“Clozapine makes me quite drowsy, so when I wake up in the morning those first cups of coffee are really handy”: an exploratory qualitative study of excessive caffeine consumption among individuals with schizophrenia
1 Neami National, 247 – 249 Rosanna Road, 3084 Rosanna, VIC, Australia
2 Centre for Alcohol Policy Research, Turning Point, Eastern Health, 54-62 Gertrude St, 3065 Fitzroy, VIC, Australia
3 Centre for Health and Society, School of Population and Global, University of Melbourne, 3052 Parkville, VIC, Australia
4 Turning Point, Eastern Health, 54-62 Gertrude St, 3065 Fitzroy, VIC, Australia
5 Eastern Health Clinical School, Monash University, 3168 Clayton, VIC, Australia
BMC Psychiatry 2014, 14:116 doi:10.1186/1471-244X-14-116Published: 16 April 2014
Research has shown that individuals with schizophrenia use caffeine at higher rates than the general population; however, no qualitative research has been undertaken investigating problematic caffeine use and its effects on this population. This article explores the role of caffeine consumption in the lives of people with schizophrenia through a narrative analysis of the attitudes and beliefs associated with this practice, and how these, in turn, influence caffeine consumption.
A qualitative study was undertaken with individuals who had previously scored in either a ‘moderate’ or ‘high’ risk category for caffeine use on the Alcohol, Smoking and Substance Involvement Screening Tool (ASSIST). In-depth interviews were undertaken with 20 individuals, and transcripts were analysed thematically to identify prominent perspectives.
Consistent with previous literature, participants’ caffeine consumption was driven largely by its stimulating properties; however, participants also identified ‘cravings’ as an important motivating factor. Participants’ behaviours related to caffeine consumption seemed to be tempered by their previous experiences of consumption; if participants had experienced positive effects such as alertness or relaxation in the past, their use was maintained at a similar level or increased. Conversely, participants who anticipated negative consequences often altered their patterns of caffeine consumption; for example, by substituting caffeinated drinks that minimised or ceased their experience of negative side effects for those that directly caused such impacts. Overall, participants largely identified caffeine consumption as a highly meaningful activity, which provided structure to their day and facilitated opportunities for social interaction.

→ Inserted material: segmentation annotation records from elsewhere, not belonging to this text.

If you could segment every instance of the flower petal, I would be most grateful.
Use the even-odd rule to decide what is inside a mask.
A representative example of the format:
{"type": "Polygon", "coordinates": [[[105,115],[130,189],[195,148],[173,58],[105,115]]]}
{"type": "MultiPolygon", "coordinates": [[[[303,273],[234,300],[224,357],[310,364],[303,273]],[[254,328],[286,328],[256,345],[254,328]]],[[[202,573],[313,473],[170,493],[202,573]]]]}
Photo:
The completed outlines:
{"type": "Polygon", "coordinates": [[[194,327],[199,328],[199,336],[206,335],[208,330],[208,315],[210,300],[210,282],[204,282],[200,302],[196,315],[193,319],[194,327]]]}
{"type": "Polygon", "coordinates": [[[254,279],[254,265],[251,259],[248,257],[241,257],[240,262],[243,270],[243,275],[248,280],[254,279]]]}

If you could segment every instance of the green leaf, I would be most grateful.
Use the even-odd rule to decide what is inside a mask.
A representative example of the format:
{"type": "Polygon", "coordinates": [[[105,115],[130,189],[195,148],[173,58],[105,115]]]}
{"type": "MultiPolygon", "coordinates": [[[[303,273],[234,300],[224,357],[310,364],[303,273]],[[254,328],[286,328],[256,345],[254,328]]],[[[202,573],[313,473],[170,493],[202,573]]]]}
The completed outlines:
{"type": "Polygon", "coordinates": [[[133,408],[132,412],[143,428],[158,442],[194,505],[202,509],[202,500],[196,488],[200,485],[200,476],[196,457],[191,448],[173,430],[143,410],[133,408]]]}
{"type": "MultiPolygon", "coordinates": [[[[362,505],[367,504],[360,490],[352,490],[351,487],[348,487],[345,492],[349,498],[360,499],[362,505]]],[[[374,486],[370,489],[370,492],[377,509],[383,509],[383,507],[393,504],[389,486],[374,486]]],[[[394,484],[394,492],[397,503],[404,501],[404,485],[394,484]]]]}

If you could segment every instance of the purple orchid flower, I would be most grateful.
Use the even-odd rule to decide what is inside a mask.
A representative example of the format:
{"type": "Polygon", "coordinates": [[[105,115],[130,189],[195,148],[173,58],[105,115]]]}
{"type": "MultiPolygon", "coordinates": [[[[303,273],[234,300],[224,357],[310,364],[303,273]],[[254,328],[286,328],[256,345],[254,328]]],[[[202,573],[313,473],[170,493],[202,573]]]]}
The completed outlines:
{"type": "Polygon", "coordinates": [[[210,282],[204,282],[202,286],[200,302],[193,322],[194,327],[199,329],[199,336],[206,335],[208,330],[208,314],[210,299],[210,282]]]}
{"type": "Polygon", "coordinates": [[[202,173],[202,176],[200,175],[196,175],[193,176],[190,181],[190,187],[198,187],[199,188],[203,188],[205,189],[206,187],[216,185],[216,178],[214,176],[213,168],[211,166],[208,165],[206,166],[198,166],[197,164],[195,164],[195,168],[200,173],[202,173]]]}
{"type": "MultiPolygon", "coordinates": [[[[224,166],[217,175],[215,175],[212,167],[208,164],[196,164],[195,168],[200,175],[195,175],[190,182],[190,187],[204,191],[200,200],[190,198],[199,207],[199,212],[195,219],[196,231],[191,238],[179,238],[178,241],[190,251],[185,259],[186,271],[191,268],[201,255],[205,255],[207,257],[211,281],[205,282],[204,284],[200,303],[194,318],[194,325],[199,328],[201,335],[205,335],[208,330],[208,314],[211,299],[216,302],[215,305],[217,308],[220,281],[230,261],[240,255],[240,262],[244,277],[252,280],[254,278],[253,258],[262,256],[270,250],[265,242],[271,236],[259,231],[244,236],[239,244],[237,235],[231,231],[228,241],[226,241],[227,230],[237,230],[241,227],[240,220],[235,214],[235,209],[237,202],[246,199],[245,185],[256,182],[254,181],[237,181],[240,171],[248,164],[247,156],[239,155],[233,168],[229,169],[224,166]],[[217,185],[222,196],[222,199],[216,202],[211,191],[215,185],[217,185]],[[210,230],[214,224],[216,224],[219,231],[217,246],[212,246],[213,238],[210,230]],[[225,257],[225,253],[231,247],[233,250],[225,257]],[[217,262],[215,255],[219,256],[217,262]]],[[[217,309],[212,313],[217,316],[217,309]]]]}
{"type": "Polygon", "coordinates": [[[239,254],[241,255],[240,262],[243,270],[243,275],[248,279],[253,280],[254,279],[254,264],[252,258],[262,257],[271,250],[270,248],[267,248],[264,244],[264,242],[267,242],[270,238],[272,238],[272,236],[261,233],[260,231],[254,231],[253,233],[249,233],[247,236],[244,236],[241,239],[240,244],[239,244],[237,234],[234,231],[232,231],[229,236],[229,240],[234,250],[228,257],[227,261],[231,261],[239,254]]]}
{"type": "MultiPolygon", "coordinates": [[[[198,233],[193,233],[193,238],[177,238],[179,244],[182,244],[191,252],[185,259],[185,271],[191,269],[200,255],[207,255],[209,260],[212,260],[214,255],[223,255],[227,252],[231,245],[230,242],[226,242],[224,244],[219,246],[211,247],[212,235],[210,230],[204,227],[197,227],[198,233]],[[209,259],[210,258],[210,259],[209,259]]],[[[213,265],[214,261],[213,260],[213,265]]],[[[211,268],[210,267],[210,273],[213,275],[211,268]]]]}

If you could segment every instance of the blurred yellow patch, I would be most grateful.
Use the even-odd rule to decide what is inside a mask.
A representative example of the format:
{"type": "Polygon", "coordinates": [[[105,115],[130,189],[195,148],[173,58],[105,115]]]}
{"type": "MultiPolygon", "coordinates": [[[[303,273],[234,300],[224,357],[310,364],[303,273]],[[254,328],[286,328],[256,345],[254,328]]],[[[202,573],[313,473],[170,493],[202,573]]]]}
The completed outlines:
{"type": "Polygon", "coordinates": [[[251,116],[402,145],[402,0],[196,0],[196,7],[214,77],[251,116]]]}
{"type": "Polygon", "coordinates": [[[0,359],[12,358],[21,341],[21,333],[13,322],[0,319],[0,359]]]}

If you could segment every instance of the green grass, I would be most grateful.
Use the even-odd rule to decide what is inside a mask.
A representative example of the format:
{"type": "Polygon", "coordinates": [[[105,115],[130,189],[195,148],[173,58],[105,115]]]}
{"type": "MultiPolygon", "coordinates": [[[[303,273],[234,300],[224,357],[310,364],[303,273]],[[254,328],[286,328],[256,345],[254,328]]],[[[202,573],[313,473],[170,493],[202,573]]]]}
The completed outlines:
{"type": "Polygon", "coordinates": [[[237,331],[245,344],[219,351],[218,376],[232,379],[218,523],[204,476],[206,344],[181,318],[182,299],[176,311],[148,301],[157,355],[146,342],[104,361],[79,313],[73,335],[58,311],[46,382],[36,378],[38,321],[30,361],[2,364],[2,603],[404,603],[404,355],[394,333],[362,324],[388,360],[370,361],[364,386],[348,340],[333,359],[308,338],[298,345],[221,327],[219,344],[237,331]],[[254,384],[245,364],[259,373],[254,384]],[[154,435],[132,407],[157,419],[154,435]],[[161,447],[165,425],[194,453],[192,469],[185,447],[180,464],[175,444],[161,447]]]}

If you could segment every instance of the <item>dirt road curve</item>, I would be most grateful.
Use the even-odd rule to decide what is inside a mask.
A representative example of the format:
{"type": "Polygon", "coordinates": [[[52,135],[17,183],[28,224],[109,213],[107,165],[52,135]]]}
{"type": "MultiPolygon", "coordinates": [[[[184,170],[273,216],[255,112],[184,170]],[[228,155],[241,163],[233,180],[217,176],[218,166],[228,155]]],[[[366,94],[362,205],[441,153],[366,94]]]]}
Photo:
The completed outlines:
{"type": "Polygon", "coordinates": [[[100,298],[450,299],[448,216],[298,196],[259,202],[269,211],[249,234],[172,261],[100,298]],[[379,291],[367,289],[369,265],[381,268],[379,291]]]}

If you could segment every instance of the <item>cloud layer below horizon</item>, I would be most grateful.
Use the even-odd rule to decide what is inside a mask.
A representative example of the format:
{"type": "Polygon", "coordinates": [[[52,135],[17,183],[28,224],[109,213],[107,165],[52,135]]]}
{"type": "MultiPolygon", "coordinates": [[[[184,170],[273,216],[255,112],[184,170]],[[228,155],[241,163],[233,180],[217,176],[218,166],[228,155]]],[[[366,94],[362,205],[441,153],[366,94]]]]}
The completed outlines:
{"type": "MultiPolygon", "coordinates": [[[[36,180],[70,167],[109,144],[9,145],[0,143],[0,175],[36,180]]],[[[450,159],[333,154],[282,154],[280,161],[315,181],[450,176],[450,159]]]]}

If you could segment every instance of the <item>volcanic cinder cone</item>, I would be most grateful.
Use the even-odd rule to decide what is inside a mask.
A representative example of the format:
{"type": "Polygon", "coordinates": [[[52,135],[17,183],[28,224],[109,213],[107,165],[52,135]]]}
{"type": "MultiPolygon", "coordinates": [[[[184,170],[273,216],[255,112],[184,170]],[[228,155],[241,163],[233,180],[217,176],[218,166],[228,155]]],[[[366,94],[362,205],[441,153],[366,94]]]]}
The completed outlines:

The inconsistencies between individuals’ beliefs about their health and the actual risk of harm associated with health-related behaviours present significant and ongoing challenges for the implementation of relevant and effective strategies for health promotion among individuals diagnosed with mental illness. As a starting point, it would be worthwhile for services engaging with people diagnosed with mental illness, and in particular schizophrenia, to consider implementing caffeine-related health literacy strategies to educate consumers about the risk of excessive caffeine consumption and the interactions between caffeine and antipsychotic medications.